In late September, the White House along with Congressional Republicans from the House Ways and Means and Senate Finance committees released their Unified Framework For Fixing Our Broken Tax Code. The plan contains some specific provisions but leaves many aspects to Congressional tax writers. The highlights:
For individuals, the plan proposes to:
-Collapse seven marginal tax rates to three (12%/25%/35%)
-Double the standard deduction
-Eliminate most itemized deductions
-Repeal the Alternative Minimum Tax
-Repeal the estate tax
For businesses, the plan proposes to:
-Reduce the corporate tax rate from 35% to 20%
-Limit the small business tax rate to 25%
-Repeal the corporate Alternative Minimum Tax
-Lower the tax rate (one-time) on repatriated cash
-Allow full expensing of equipment and machinery investments
Boon for corporate America
Stocks had rallied sharply immediately after the election on hopes of a pivot towards pro-growth fiscal policies. Tax cuts, such as those envisioned in the Republican framework, could have a salutary effect on the economy’s growth rate. However, the overall impact would likely be both modest and fleeting. The multiplier effect presumed by tax-cut proponents over the years has frequently been too rich.
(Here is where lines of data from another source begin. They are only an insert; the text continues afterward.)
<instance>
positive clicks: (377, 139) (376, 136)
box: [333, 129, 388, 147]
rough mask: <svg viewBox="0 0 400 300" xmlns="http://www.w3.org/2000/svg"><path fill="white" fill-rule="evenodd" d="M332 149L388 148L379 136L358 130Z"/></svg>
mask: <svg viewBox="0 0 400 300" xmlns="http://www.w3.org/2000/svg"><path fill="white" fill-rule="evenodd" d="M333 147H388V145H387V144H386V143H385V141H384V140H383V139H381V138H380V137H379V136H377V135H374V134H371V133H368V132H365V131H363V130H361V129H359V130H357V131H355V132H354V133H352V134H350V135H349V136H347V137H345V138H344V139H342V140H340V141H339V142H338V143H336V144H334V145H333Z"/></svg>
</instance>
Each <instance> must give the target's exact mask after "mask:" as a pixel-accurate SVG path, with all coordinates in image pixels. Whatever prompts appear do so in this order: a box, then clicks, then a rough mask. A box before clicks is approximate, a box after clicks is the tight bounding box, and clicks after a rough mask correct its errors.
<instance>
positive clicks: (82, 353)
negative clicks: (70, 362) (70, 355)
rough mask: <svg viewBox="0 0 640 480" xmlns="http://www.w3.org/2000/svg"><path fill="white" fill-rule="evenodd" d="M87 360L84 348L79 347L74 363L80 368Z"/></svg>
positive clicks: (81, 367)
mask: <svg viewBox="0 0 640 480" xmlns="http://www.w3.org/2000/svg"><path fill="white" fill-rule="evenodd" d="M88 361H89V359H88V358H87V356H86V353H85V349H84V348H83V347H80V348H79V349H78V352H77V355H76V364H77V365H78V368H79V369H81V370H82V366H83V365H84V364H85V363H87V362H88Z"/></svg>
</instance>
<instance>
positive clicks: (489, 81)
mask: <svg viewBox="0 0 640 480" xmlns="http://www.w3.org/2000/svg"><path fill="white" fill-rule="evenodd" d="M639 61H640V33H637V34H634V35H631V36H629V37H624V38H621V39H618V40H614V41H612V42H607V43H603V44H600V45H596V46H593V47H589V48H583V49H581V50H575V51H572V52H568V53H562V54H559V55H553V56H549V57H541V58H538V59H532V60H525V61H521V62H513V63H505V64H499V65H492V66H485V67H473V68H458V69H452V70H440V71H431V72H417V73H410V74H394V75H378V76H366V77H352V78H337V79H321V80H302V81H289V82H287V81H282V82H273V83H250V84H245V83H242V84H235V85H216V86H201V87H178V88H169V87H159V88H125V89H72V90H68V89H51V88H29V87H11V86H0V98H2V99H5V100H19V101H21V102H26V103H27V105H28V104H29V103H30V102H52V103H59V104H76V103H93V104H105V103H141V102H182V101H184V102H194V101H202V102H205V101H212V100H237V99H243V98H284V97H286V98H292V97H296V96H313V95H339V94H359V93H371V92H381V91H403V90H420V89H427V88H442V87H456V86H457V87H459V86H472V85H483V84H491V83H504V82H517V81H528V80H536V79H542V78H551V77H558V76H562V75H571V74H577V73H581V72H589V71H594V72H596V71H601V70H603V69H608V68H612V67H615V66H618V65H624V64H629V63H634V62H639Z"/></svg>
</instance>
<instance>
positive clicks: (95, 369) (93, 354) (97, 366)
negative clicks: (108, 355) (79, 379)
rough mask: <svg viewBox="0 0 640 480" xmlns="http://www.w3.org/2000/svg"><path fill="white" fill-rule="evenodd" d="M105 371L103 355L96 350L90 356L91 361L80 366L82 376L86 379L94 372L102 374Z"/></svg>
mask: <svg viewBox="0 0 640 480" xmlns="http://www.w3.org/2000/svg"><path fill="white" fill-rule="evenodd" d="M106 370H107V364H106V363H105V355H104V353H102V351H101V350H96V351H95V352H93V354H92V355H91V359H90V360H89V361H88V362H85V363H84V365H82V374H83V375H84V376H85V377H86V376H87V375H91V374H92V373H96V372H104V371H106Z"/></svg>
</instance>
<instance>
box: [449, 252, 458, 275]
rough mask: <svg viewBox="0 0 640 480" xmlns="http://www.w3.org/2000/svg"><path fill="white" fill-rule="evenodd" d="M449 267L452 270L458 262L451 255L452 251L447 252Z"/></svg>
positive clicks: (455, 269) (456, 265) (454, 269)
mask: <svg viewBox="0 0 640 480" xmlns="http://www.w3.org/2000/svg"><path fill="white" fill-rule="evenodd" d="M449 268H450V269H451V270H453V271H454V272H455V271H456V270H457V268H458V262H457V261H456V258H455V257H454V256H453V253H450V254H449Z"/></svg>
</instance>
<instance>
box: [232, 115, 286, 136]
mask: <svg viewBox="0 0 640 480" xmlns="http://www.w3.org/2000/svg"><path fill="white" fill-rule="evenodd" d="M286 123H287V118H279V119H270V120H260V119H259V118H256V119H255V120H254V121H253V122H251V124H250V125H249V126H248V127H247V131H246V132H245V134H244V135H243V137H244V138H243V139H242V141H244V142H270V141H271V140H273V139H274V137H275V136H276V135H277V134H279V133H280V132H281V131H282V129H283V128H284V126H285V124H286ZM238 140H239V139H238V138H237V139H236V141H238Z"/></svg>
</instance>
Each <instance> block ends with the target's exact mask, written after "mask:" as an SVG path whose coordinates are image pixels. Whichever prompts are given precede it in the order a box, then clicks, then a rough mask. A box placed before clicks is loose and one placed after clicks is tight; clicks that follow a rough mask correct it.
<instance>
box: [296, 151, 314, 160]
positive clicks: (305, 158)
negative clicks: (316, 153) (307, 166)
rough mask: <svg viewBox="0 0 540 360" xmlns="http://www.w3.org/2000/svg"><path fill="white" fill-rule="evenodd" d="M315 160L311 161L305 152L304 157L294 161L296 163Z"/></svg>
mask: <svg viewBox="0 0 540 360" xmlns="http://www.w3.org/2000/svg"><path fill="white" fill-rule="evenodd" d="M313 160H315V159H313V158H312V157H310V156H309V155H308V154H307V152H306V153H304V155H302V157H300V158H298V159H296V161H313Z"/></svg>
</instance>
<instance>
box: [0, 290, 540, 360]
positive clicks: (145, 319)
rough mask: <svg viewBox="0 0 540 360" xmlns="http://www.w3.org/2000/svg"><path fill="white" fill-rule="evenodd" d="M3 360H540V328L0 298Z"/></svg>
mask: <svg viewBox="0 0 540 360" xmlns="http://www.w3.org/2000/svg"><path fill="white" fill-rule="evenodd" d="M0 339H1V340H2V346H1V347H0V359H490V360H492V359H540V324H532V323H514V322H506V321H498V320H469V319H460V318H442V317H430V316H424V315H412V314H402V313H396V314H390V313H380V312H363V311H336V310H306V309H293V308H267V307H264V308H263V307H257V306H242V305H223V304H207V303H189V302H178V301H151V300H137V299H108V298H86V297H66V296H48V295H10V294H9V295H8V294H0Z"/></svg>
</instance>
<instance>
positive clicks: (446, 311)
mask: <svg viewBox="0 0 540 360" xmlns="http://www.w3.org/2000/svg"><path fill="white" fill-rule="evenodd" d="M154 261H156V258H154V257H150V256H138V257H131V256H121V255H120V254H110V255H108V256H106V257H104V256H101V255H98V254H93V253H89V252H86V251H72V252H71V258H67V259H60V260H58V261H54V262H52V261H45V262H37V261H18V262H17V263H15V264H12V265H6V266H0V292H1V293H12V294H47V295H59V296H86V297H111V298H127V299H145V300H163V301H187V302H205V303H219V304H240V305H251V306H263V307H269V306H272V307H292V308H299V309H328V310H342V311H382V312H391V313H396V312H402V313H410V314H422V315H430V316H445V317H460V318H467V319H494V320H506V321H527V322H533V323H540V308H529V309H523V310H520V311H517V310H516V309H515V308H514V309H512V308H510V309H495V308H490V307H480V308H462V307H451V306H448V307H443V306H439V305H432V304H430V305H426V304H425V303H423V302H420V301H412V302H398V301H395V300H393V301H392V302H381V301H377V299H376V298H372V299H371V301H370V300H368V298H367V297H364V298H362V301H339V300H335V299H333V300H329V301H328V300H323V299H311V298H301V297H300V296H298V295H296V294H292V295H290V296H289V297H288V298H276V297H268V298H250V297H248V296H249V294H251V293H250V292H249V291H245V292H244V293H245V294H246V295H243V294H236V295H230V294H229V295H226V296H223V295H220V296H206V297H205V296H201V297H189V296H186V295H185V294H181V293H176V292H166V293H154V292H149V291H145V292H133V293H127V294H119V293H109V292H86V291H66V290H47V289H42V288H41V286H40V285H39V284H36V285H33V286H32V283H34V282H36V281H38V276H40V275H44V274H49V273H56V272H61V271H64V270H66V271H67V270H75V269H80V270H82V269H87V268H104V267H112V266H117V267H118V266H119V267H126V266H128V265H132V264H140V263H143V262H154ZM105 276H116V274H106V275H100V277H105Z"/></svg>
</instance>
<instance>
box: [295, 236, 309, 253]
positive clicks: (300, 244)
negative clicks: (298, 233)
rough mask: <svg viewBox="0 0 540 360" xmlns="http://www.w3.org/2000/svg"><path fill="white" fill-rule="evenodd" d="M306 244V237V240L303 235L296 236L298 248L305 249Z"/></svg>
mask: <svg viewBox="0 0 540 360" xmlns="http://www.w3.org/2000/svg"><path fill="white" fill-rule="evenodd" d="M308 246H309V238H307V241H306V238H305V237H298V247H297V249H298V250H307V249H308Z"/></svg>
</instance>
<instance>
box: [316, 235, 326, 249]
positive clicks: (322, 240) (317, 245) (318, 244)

Nevertheless, tax policy changes could have a meaningful impact on corporate earnings. The non-partisan Tax Policy Center estimates that the proposed reduction in tax rates could save corporations $2 trillion over the next decade. To the extent these savings are not earmarked for additional expenses, they will obviously increase earnings per share for publicly-traded companies.
Meanwhile, the incremental cash flows from higher earnings along with funds repatriated from overseas could be used to increase dividends and repurchase shares. So the corporate profits story remains intact for now. Assuming inflation stays contained and interest rates rise only gradually, the fundamental backdrop for stocks should be positive.
The market’s current mood is certainly not paranoid, but nor is it euphoric — and that is a healthy sign. Today’s sentiment cannot be equated to the unbridled optimism that prevailed at that last two market tops. Investors seem largely aware of the uncertainties they confront and recognize that valuations are somewhat stretched. Modest pullbacks (5%-10%) can obviously occur at any time. But such reversals are normal and the price of admission.
Some longer term perspective is also in order: As of this October, ten years had passed since the stock market’s last peak, just prior to the Great Recession. What followed, of course, was the worst crash in generations. However, in hindsight, if one had invested in the S&P 500 at that high point — the worst possible moment — but held on, one would have doubled his money today (including dividends), ten years later.
Whatever the cycle, the point is not to blindly buy, hold, and hope; rather, to construct a portfolio with an appropriate mix of risky and non-risky assets and the luxury of time to wait for stocks to recover when they turn down.